Elizabeth Taylor and Richard Burton were the Angelina Jolie and Brad Pitt of their day–the celebrity couple who intrigued audiences everywhere. That said, Taylor and Burton flaunt their considerable talents in this colourful Zeffirelli production, and flexing those often-atrophied acting muscles, they show audiences just how capable and talented they were. The Taming of the Shrew showcases both Taylor and Burton at the peak of their talents, and it’s a film that allows both of these seasoned performers some of the best roles ever. If you have any doubt that either Taylor or Burton couldn’t hack Shakespeare, well just get your hands on this DVD and watch.

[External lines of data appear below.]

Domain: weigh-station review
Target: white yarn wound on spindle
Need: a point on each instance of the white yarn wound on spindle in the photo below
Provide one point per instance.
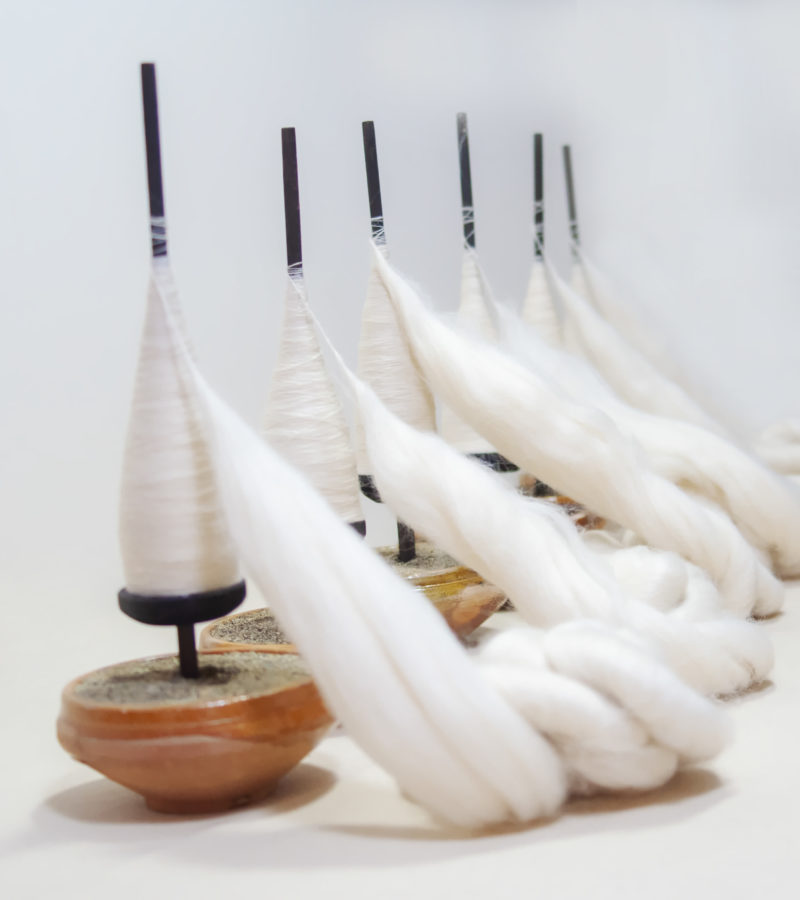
(304, 420)
(475, 315)
(385, 363)
(391, 671)
(531, 550)
(173, 533)
(764, 506)
(633, 377)
(579, 451)
(539, 307)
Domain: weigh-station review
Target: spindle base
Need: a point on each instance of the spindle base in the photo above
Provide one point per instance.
(226, 740)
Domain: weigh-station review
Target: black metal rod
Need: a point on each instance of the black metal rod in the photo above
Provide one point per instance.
(187, 652)
(291, 203)
(158, 231)
(538, 197)
(572, 212)
(373, 183)
(467, 208)
(406, 542)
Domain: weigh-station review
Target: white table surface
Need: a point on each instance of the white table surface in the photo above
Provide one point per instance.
(337, 826)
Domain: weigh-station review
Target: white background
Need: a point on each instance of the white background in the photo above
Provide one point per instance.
(684, 119)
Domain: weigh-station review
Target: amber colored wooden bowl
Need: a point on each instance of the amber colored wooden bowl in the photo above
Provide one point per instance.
(195, 756)
(460, 594)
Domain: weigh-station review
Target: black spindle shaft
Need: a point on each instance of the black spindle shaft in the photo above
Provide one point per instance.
(187, 652)
(573, 214)
(538, 197)
(467, 208)
(158, 231)
(373, 183)
(406, 542)
(291, 204)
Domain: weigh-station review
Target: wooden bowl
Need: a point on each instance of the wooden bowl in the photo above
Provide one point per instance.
(195, 755)
(460, 594)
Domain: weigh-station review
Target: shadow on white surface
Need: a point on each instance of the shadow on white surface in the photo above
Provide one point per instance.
(296, 828)
(102, 802)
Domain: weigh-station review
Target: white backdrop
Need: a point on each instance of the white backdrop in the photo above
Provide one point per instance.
(686, 133)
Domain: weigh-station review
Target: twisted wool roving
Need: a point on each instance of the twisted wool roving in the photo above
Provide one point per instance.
(779, 446)
(475, 745)
(304, 420)
(588, 282)
(632, 376)
(578, 450)
(173, 533)
(532, 551)
(539, 308)
(384, 362)
(764, 505)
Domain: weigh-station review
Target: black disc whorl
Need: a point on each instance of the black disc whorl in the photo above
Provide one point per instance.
(496, 461)
(183, 609)
(368, 488)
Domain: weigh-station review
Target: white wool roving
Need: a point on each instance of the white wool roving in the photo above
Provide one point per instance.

And while you are at it, think of Jolie and Pitt in Shakespeare….The image doesn’t work for me. More evidence that Hollywood is firmly in the toilet these days. That’s not to say that I don’t enjoy Jolie and Pitt–I do. I’m still chuckling over Pitt’s role in Burn Before Reading, but something tells me this pair couldn’t stretch to Shakespeare.
Taylor and Burton were married at the time The Taming of The Shrew was made, and somehow the two of them do seem comfortable on the stage with each other. It’s even amusing to see them fighting and watch the sparks fly as Petruchio (Burton) courts the firebrand Katerina (Taylor). I think most people should know what the story is about, but just in case:
A wealthy merchant has two daughters, Katerina, the elder, and Bianca, the younger (Natasha Pyne). While Bianca has several suitors, Katerina’s fearsome reputation (well-earned) has frightened all the men away. Since the father will not marry off Bianca before her elder sister, the suitors concoct a plan in which they persuade Petruchio to woo the wilful heiress. The rowdy courtship sequences between Burton and Taylor have to be the high point of the film.

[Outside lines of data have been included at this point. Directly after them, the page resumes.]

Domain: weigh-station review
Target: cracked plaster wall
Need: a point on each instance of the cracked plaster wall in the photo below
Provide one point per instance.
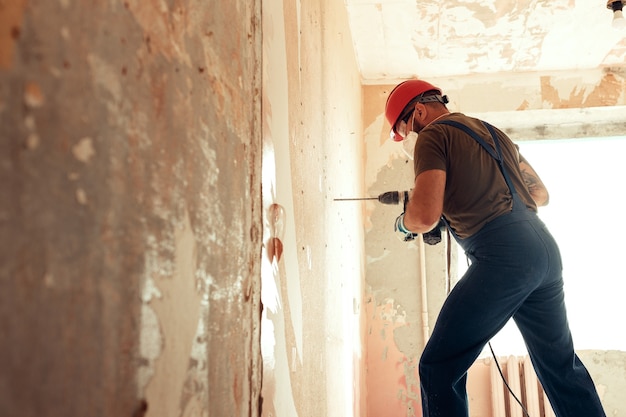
(130, 212)
(312, 330)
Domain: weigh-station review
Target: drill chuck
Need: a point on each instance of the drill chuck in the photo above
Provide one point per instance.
(394, 197)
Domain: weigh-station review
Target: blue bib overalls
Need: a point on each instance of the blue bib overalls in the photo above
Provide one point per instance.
(515, 272)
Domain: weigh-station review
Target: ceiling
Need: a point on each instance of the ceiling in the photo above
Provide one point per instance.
(400, 39)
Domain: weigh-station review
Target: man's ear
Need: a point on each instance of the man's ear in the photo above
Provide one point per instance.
(420, 111)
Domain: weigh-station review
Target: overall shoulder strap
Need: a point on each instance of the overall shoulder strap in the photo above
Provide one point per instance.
(496, 154)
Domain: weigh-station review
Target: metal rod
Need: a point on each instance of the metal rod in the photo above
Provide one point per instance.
(354, 199)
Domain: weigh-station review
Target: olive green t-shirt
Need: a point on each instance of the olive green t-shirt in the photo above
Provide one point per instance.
(476, 191)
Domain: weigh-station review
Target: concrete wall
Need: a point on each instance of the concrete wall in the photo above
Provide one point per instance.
(130, 208)
(527, 106)
(312, 293)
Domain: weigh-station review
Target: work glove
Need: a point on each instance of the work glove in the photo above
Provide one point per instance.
(434, 236)
(405, 234)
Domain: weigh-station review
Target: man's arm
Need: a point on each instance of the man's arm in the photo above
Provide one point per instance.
(535, 186)
(425, 205)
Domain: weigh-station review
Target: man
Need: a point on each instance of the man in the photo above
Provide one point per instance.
(471, 175)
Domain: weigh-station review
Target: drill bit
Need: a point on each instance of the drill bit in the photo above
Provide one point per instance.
(355, 199)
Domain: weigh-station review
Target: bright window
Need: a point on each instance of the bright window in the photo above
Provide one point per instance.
(585, 178)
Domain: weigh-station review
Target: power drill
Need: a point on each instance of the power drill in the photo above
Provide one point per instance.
(389, 197)
(396, 197)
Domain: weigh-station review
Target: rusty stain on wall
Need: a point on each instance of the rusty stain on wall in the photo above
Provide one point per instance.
(11, 21)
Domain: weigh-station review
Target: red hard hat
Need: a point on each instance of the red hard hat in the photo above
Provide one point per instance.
(400, 96)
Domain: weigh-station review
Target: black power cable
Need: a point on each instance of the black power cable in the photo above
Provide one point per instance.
(506, 383)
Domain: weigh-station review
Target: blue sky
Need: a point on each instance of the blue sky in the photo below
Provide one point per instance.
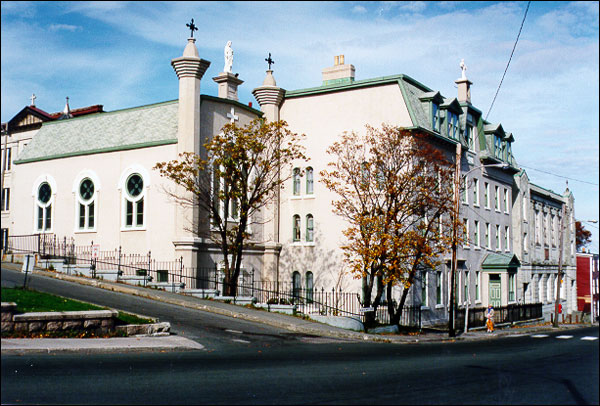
(118, 54)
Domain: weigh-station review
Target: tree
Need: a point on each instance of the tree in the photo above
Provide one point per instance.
(238, 176)
(394, 189)
(583, 237)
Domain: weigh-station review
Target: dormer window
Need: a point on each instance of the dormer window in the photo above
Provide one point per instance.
(452, 124)
(435, 113)
(497, 146)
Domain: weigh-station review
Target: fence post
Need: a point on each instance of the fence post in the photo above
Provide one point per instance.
(180, 268)
(146, 279)
(119, 264)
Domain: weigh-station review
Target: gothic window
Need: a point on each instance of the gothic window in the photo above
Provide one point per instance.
(134, 201)
(296, 228)
(296, 181)
(44, 207)
(86, 205)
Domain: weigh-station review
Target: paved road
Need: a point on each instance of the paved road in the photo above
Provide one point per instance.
(214, 331)
(514, 370)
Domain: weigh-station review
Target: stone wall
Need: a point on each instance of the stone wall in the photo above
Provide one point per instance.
(96, 321)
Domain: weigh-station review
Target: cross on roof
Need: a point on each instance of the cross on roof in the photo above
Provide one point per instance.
(269, 61)
(192, 27)
(232, 116)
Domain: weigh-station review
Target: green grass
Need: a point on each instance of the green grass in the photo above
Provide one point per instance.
(29, 300)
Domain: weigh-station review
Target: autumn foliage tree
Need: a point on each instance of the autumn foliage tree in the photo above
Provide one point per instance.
(237, 177)
(582, 236)
(394, 190)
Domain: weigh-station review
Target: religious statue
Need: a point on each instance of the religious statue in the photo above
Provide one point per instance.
(463, 68)
(228, 57)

The Taming of the Shrew is one of Taylor’s best roles–although it’s hard to beat Who’s Afraid of Virginia Woolf ? (Burton and Taylor) or Butterfield 8 (Taylor and Laurence Harvey). Taylor looks gorgeous here and the sumptuous costumes accentuate her dark beauty. The supporting cast is impressive and includes Michael York, Alfred Lynch, and Cyril Cusack.
The film’s tagline is: “A romantic film amorously devoted to every man who ever gave the back of his hand to his beloved…and to every woman who deserved it.” That sort of statement strikes a nerve these days and the film’s message probably went over well in Shakespeare’s time–after all Queen Elizabeth’s father Henry VIII dispensed with wives as easily as tossing aside a pair of underwear. The film’s underlying message: obedience to one’s husband no matter what (even if he’s insane, for example) is a bit nauseating and certainly hasn’t stood the test of time. But that aside, if you want to get a ‘feel’ for the play, then don’t read it (Shakespeare is meant to be performed). The Taming of the Shrew is a glorious, lively, amusing homage to Shakespeare, and if you haven’t seen it because you think it might be cheesy, then cast your doubts aside and grab the DVD.